Ilmuwan asal Tiongkok baru saja membuat loncatan besar dalam teknologi jam nuklir, dengan menciptakan kristal baru yang mampu mengubah cahaya ultraviolet lebih efisien. Rekor dunia baru ini bikin teknologi jam nuklir semakin dekat dengan kenyataan. Kristal borat terfluorinasi ini meningkatkan cahaya laser hingga panjang gelombang 145,2 nm, mengalahkan titik acuan sebelumnya 150 nm yang dicetak oleh kristal Tiongkok dari tahun 1990-an.
Panjang gelombang ini pendek banget dan sangat tepat, memenuhi syarat penting untuk pengembangan jam nuklir portabel superakurat yang lagi digarap di Amerika Serikat, Tiongkok, dan negara lainnya.
Jam Nuklir – Upgrade Besar untuk GPS
Jam nuklir ini mengandalkan getaran di dalam inti atom, bukan getaran elektron seperti pada jam atom biasa. Inti atom jauh lebih stabil dan nggak mudah terpengaruh oleh suhu, getaran eksternal, serta medan magnet. Ini berarti jam nuklir bisa 10 sampai 1.000 kali lebih akurat dibandingkan dengan jam atom yang kita kenal hari ini.

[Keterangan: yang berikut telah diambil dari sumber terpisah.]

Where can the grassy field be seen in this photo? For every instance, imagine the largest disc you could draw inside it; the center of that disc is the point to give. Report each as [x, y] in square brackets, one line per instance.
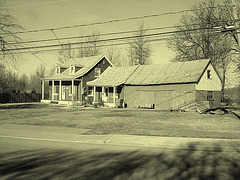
[125, 121]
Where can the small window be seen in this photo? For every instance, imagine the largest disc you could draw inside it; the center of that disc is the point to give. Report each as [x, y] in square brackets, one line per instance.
[90, 91]
[209, 95]
[209, 74]
[97, 72]
[57, 70]
[72, 69]
[106, 92]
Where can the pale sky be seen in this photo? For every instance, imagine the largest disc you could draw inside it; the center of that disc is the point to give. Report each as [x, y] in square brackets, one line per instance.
[41, 14]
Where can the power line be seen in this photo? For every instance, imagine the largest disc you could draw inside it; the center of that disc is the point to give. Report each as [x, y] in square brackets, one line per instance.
[104, 34]
[115, 20]
[103, 45]
[104, 40]
[87, 36]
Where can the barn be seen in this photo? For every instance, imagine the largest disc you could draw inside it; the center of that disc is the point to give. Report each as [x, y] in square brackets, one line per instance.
[185, 86]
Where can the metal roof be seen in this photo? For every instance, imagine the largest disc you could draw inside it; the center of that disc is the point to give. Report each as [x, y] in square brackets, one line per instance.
[86, 64]
[113, 76]
[169, 73]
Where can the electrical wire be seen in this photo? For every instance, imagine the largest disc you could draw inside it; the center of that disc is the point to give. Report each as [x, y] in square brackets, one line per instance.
[115, 20]
[107, 40]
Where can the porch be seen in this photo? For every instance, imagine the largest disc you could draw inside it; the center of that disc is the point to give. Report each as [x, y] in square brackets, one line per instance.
[62, 91]
[110, 96]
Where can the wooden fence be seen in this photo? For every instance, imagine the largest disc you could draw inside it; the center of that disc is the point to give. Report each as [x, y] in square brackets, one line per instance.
[19, 97]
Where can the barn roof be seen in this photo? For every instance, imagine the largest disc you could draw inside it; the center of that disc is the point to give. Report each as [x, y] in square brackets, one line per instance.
[113, 76]
[85, 65]
[169, 73]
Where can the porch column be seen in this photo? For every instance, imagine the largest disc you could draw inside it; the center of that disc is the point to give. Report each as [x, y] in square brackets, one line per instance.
[81, 90]
[114, 96]
[103, 93]
[94, 93]
[42, 89]
[72, 89]
[60, 90]
[52, 89]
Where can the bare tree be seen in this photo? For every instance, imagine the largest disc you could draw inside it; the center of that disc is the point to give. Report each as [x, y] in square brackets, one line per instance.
[88, 46]
[8, 39]
[35, 79]
[139, 51]
[199, 37]
[116, 57]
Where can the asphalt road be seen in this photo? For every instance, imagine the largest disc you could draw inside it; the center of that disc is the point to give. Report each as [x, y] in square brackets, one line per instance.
[30, 152]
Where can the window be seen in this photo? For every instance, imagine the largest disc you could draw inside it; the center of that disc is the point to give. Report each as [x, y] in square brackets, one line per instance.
[106, 92]
[72, 69]
[90, 91]
[97, 72]
[209, 74]
[209, 95]
[57, 70]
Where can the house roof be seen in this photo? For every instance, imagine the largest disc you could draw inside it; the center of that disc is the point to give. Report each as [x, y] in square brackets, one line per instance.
[113, 76]
[169, 73]
[86, 64]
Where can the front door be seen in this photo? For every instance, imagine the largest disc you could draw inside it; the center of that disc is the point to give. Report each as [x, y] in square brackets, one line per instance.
[64, 93]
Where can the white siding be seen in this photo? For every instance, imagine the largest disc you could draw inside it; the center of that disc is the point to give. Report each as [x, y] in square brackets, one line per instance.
[212, 84]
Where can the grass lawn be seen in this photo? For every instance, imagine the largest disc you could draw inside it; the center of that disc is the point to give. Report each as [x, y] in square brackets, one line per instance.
[126, 121]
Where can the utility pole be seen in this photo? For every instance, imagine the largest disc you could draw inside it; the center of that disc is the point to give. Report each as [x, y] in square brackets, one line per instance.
[236, 23]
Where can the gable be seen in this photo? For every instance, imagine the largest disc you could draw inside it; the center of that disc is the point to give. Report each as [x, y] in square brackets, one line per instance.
[212, 83]
[113, 76]
[169, 73]
[81, 65]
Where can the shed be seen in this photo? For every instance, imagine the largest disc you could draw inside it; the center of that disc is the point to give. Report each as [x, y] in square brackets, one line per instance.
[186, 85]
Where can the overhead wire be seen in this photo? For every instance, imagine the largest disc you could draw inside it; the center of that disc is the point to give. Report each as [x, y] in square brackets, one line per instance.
[115, 20]
[104, 34]
[106, 40]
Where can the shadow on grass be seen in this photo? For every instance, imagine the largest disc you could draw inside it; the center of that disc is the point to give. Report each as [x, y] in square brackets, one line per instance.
[214, 163]
[23, 106]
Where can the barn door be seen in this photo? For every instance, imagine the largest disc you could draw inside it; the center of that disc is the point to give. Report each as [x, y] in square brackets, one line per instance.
[164, 100]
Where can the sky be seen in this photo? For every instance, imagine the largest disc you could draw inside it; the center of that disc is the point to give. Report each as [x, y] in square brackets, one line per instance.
[51, 14]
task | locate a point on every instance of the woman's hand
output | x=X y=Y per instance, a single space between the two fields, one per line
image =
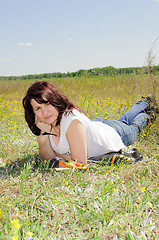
x=43 y=126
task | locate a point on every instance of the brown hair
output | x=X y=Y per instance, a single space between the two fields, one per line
x=45 y=90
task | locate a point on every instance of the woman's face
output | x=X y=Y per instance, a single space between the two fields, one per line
x=45 y=112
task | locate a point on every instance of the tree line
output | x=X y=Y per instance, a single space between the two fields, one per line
x=105 y=71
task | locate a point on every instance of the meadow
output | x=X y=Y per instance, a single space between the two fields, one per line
x=117 y=202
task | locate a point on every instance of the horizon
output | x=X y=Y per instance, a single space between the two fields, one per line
x=57 y=36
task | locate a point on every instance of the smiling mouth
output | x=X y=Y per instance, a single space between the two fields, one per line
x=48 y=117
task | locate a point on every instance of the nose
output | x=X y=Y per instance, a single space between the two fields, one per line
x=45 y=111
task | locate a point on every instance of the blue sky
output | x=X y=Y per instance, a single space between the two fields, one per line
x=45 y=36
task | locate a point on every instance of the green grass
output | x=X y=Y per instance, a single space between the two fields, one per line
x=118 y=202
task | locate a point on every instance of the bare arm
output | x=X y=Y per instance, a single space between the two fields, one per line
x=76 y=136
x=45 y=150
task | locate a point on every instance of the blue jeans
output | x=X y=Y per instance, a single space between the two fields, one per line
x=131 y=123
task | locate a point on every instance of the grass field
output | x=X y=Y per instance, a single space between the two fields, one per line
x=118 y=202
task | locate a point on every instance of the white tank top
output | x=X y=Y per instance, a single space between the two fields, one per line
x=101 y=138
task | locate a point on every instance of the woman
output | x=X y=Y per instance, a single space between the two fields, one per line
x=65 y=131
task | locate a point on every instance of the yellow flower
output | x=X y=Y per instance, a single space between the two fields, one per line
x=14 y=237
x=150 y=222
x=142 y=189
x=30 y=234
x=15 y=225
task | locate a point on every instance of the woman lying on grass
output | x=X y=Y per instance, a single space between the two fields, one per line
x=64 y=131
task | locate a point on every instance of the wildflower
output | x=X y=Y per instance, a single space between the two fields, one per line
x=1 y=214
x=149 y=205
x=150 y=222
x=14 y=237
x=143 y=189
x=15 y=225
x=30 y=234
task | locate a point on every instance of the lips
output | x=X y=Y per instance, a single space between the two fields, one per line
x=48 y=117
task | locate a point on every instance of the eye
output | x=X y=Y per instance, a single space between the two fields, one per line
x=48 y=103
x=37 y=108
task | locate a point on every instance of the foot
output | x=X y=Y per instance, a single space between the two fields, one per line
x=152 y=103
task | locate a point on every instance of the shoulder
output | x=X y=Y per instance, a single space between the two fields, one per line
x=67 y=118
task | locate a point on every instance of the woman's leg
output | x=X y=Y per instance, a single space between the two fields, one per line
x=135 y=110
x=131 y=123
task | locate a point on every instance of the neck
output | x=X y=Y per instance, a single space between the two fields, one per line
x=55 y=130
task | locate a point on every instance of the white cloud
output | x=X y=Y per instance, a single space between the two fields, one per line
x=69 y=39
x=128 y=38
x=25 y=44
x=7 y=59
x=145 y=41
x=104 y=53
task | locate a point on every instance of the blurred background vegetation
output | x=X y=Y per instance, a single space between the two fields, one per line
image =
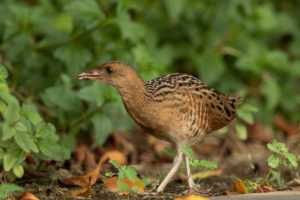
x=250 y=48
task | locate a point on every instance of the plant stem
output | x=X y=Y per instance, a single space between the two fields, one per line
x=269 y=173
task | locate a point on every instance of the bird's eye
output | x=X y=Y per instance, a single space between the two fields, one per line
x=109 y=70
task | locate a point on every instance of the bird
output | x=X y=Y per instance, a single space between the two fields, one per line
x=177 y=107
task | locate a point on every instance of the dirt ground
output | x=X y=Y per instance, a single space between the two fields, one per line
x=231 y=154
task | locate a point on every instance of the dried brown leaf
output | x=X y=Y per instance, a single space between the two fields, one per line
x=111 y=184
x=192 y=197
x=27 y=196
x=84 y=192
x=84 y=180
x=285 y=126
x=207 y=173
x=240 y=187
x=263 y=188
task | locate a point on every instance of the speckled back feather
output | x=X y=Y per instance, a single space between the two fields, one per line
x=204 y=108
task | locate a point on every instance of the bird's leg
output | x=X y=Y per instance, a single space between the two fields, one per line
x=176 y=164
x=188 y=171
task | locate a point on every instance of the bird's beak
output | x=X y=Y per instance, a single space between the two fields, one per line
x=89 y=75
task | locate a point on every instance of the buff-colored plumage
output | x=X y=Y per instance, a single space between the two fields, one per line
x=177 y=107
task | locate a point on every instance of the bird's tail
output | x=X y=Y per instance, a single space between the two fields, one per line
x=235 y=100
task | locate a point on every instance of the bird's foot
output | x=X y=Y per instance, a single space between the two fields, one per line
x=193 y=188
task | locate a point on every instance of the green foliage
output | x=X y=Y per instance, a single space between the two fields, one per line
x=23 y=131
x=248 y=47
x=6 y=189
x=130 y=174
x=196 y=163
x=280 y=156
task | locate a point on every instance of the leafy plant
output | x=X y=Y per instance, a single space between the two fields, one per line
x=24 y=132
x=128 y=180
x=280 y=156
x=8 y=188
x=196 y=163
x=45 y=44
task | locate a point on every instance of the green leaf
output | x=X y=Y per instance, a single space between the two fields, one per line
x=277 y=176
x=8 y=188
x=271 y=90
x=53 y=150
x=25 y=141
x=87 y=13
x=245 y=113
x=3 y=72
x=272 y=147
x=241 y=131
x=63 y=22
x=273 y=161
x=18 y=171
x=292 y=159
x=75 y=56
x=7 y=97
x=130 y=29
x=102 y=127
x=210 y=67
x=92 y=93
x=8 y=161
x=46 y=131
x=19 y=126
x=141 y=54
x=208 y=164
x=188 y=151
x=175 y=8
x=12 y=113
x=63 y=97
x=31 y=113
x=110 y=174
x=7 y=131
x=169 y=152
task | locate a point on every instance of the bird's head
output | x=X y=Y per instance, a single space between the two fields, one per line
x=114 y=73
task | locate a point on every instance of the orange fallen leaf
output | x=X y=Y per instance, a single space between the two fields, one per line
x=29 y=160
x=89 y=161
x=192 y=197
x=111 y=184
x=263 y=188
x=258 y=131
x=240 y=187
x=297 y=188
x=231 y=193
x=80 y=153
x=207 y=173
x=85 y=192
x=84 y=180
x=27 y=196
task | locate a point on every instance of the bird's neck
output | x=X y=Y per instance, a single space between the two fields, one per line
x=132 y=93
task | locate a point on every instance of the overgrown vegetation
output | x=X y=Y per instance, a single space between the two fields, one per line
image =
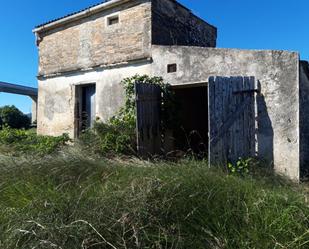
x=20 y=141
x=73 y=202
x=10 y=116
x=74 y=199
x=118 y=135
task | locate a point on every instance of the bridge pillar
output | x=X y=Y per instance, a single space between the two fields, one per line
x=34 y=109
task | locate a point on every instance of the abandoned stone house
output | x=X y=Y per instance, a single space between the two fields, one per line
x=242 y=102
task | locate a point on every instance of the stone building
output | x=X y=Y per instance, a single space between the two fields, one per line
x=84 y=56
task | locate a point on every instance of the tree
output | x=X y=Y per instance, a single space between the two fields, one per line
x=14 y=118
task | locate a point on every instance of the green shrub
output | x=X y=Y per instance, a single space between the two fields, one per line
x=118 y=135
x=14 y=118
x=22 y=141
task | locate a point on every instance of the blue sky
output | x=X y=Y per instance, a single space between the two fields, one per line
x=256 y=24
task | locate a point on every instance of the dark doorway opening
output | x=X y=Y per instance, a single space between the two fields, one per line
x=86 y=107
x=192 y=133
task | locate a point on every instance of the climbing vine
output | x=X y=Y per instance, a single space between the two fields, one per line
x=118 y=135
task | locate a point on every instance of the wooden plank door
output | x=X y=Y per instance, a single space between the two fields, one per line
x=231 y=119
x=148 y=121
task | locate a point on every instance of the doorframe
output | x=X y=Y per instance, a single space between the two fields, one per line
x=77 y=104
x=190 y=85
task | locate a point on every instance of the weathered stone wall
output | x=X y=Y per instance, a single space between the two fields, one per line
x=173 y=24
x=304 y=119
x=278 y=103
x=90 y=42
x=57 y=96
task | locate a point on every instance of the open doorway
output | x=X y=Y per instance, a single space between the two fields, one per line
x=85 y=107
x=192 y=132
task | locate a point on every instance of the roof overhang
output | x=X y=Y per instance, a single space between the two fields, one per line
x=78 y=15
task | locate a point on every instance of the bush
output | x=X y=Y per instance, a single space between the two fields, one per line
x=118 y=135
x=20 y=140
x=14 y=118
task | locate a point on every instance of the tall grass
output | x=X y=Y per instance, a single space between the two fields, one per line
x=75 y=202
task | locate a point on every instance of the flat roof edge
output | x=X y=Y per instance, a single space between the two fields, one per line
x=77 y=15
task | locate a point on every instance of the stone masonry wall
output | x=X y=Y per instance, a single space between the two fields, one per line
x=173 y=24
x=90 y=42
x=56 y=102
x=304 y=117
x=278 y=104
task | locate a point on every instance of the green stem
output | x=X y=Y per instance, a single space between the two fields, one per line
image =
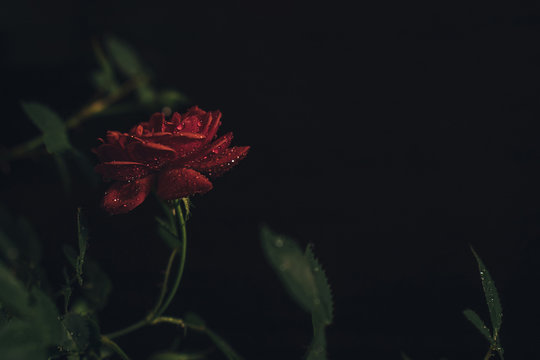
x=161 y=306
x=181 y=226
x=164 y=287
x=489 y=354
x=128 y=329
x=114 y=346
x=177 y=321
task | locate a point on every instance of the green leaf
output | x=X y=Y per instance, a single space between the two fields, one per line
x=63 y=171
x=97 y=286
x=51 y=125
x=71 y=254
x=8 y=250
x=317 y=349
x=178 y=356
x=82 y=235
x=13 y=295
x=21 y=340
x=104 y=79
x=492 y=296
x=479 y=324
x=124 y=57
x=28 y=241
x=292 y=267
x=77 y=331
x=193 y=320
x=147 y=95
x=324 y=307
x=44 y=315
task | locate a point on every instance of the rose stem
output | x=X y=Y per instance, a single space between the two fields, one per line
x=114 y=346
x=181 y=226
x=160 y=307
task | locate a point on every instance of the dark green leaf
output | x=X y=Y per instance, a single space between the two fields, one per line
x=97 y=286
x=147 y=95
x=317 y=349
x=178 y=356
x=63 y=171
x=78 y=331
x=479 y=324
x=67 y=291
x=167 y=233
x=51 y=125
x=13 y=295
x=85 y=166
x=71 y=255
x=82 y=234
x=21 y=340
x=104 y=79
x=8 y=250
x=124 y=57
x=492 y=296
x=324 y=307
x=44 y=315
x=28 y=241
x=193 y=320
x=292 y=267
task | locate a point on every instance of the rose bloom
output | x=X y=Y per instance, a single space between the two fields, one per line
x=174 y=155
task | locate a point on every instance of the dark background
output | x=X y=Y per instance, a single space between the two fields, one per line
x=390 y=136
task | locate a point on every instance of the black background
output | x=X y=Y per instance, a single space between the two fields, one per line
x=390 y=136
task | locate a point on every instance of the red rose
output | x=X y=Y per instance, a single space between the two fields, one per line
x=172 y=154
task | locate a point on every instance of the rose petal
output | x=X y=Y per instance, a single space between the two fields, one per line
x=221 y=144
x=216 y=147
x=212 y=126
x=216 y=164
x=123 y=197
x=183 y=146
x=156 y=122
x=180 y=182
x=122 y=170
x=151 y=154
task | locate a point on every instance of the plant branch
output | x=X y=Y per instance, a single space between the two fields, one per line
x=181 y=229
x=97 y=106
x=114 y=346
x=161 y=305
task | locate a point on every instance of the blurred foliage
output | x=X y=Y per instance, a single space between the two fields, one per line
x=494 y=307
x=305 y=281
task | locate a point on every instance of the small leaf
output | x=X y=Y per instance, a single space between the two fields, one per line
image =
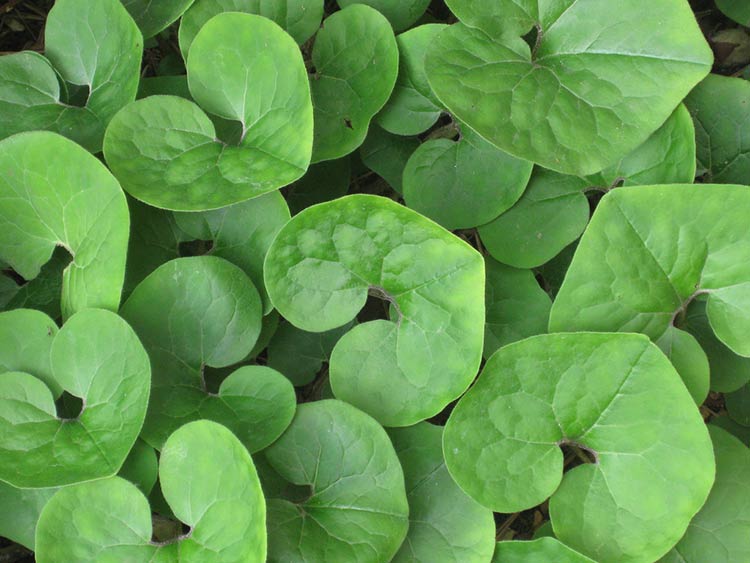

Dengan tingkat ketepatan seperti ini, navigasi di wilayah yang sulit dijangkau GPS, seperti di luar angkasa atau di bawah air, jadi mungkin. Saat ini, kapal selam harus muncul ke permukaan untuk mendapatkan sinyal GPS, ini bikin mereka rentan terdeteksi. Jam nuklir bisa ngasih mereka kebebasan untuk bernavigasi di bawah air dengan cara memperhitungkan kecepatan, arah, dan waktu yang sudah berlalu.
Penelitian ini dipimpin oleh Pan Shilie dari Xinjiang Technical Institute of Physics and Chemistry, memanfaatkan thorium 229 untuk penelitian mereka. Unsur ini spesial banget karena intinya bergetar pada tingkat energi yang sangat rendah, sehingga lebih mudah untuk dipantau dan diukur. Tapi, untuk mengukurnya, dibutuhkan laser UV yang super presisi dengan panjang gelombang sekitar 148,3 nm, yang selama ini sulit diproduksi.
Kristal baru ini bisa mengubah cahaya laser menjadi 145,2 nm. Meski belum sepenuhnya mencapai target, ini adalah langkah besar ke depan. Tim peneliti menulis bahwa kerja mereka “membuka jalan untuk pengembangan praktis jam nuklir thorium 229.”
Kalau target panjang gelombang ini tercapai, kristal ini juga bisa membantu rudal agar kebal terhadap sinyal navigasi yang dihambat, ini tentunya menjadi keuntungan di masa perang. Untuk pesawat luar angkasa, navigasi otonom ke luar angkasa tanpa perlu koreksi dari Bumi juga akan jadi mungkin, dan sinyal dari bintang, pulsar, serta sumber radio bisa digunakan sebagai bantuan navigasi.
Proyek ini juga menawarkan cara baru untuk mendesain material ultraviolet mendalam generasi berikutnya untuk berbagai aplikasi. Secara teori, tingkat ketepatan ekstrem jam nuklir ini bisa memperketat sinkronisasi jaringan, yang memungkinkan kecepatan internet lebih cepat di sistem masa depan.
Namun, perlu diingat, jam nuklir ini kemungkinan nggak akan sepenuhnya menggantikan GPS, melainkan membantu mengurangi ketergantungan pada sistem tersebut jika semua dikembangkan dengan sempurna. GPS bisa dihambat atau dipalsukan dengan sinyal palsu, membuatnya rentan saat perang, dan kurang efektif di bawah air atau tanah. Jam nuklir thorium bakal mampu mengatasi semua batasan ini.